#56 - Dim The Lights

Dedicated To
Sherman Torgan
1944 - 2007


Added 7/21/07

I had assumed that between going to Las Vegas for EMA last week and San Diego for Comic-Con this week, I would be too busy to see any new movies and that therefore, the Electric Theatre would remain closed. But life inevitably has other plans. When a friend called me in Vegas with the terrible news that Sherman Torgan, owner of LA’s much loved New Beverly Cinema, had unexpectedly passed away while riding his bike in Santa Monica, I knew a tribute was in order.

Repertory and arthouse cinemas used to be a staple of every major metropolitan area in the country. But thanks to home video, they’ve all but vanished. You might think that Los Angeles, movie capital of the world, would be an exception.
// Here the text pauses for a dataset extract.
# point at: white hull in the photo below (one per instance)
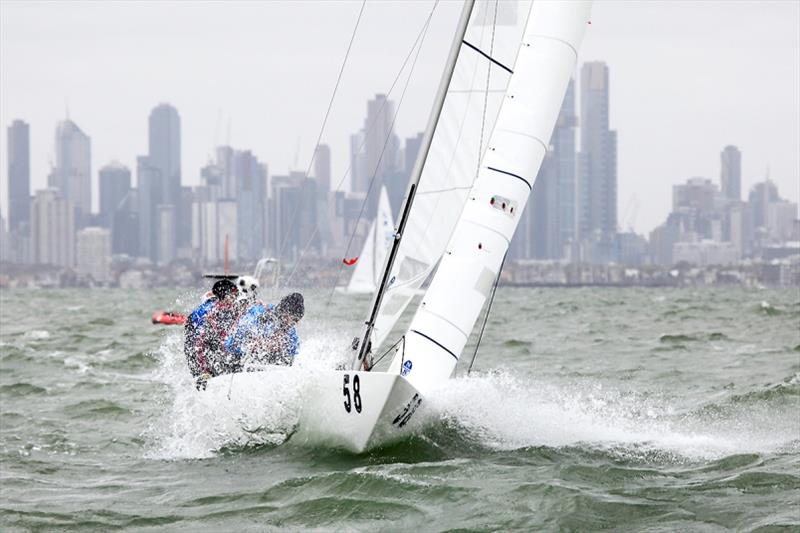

You’d be wrong. The New Beverly is essentially the last of its kind with a calendar of amazingly well-chosen double features with an admission price of just seven dollars. At the New Beverly at least, movies are still your best entertainment value.

Sherman had been operating the New Beverly since the 1970s. Before opening its doors as a repertory house, it was a porn theater known simply as the Beverly. Sherman’s tenure began in 1978 and ever since, he was the Beverly. He picked the movies, he sold the tickets, he kept the place going when similar theaters were folding all around him.
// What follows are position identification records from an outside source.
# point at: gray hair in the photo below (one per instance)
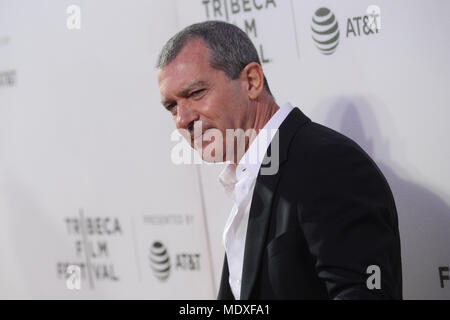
(230, 47)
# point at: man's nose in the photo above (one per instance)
(185, 116)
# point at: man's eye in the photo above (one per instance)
(196, 93)
(171, 106)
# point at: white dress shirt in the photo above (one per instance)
(239, 183)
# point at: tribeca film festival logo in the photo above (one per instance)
(325, 27)
(160, 261)
(93, 251)
(216, 151)
(241, 13)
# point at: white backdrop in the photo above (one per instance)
(85, 171)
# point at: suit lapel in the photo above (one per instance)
(260, 210)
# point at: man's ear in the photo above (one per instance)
(253, 78)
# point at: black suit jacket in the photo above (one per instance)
(316, 225)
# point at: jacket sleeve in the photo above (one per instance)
(348, 217)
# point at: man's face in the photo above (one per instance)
(194, 91)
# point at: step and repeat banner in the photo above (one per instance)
(92, 204)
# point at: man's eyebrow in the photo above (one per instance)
(186, 90)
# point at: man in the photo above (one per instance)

I first met Sherman back when I was working at Troma. We had booked Terror Firmer at the Beverly and one of the zillion jobs I had was delivering prints to local theaters. Usually this took about sixty seconds. You go in, introduce yourself, hand off the print, and skedaddle. This time, it took about half an hour as Sherman and I got to talking about movies. It was clear that his love of movies ran deep and his knowledge was voluminous. No doubt we could have kept going for hours.
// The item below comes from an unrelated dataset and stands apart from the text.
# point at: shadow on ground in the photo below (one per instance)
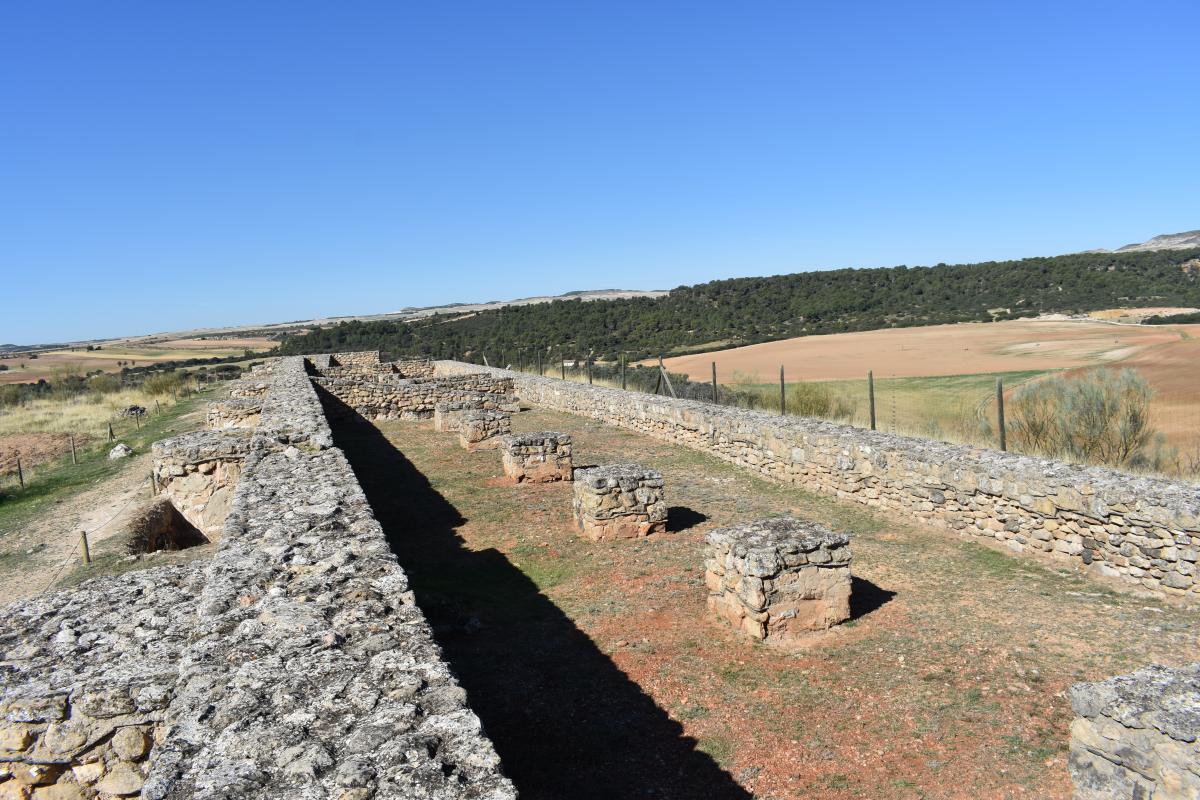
(867, 597)
(565, 721)
(682, 518)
Over the years, I’d go back to the New Beverly and catch some movies, though not as often as I would have liked. For a movie lover, it would be easy to only go to the Beverly and never bother seeing a first-run picture for the rest of your life. The first one I saw was a double feature of Herzog’s Aguirre: The Wrath of God and his Kinski documentary My Best Fiend. Every time a new bi-monthly calendar would be released, there would be something equally exciting, a diverse schedule of movies like Takashi Miike’s Audition, The Conformist, Sergio Leone double features and the blaxploitation classic The Mack. And every time I went, there was Sherman, manning the ticket booth.

Recently, Sherman had teamed up with Eric Caidin and Brian Quinn for a monthly series called the Grindhouse Film Festival. For the two months surrounding the release of Quentin Tarantino and Robert Rodriguez’s Grindhouse, the New Beverly’s calendar was devoted exclusively to the festival. Judging from the crowds at the screenings I attended, it was a tremendous success and no wonder. Where else would you get the chance to see movies like Rolling Thunder and The Town That Dreaded Sundown in an authentic grindhouse environment? Those two months were by far the best thing to come out of the Tarantino/Rodriguez Grindhouse experiment. I may see better movies this year, but I doubt I’ll have a movie-going experience more fun than when I saw Autopsy and Eyeball.

Sherman’s passing leaves a tremendous void in the Los Angeles film community. All of us here who love movies owe him a debt of gratitude. Fortunately, the New Beverly will continue under the guiding hand of Sherman’s son, Michael. Visit their website at www.newbevcinema.com for updates and if you’re in the LA area, support the New Beverly as much as you possibly can. Honestly, if you don’t find something on their calendar that appeals to you, you really just don’t like movies as much as you think you do.

My deepest condolences to Sherman’s family and friends and I hope that knowing how much Sherman meant to so many of us helps them during what must be an extraordinarily painful time. Sherman Torgan was a movie lover’s best friend and he will be sorely missed. Sherman, I hope that when I get where you are now, they’ve given you a movie theater to program throughout eternity. Save me a seat.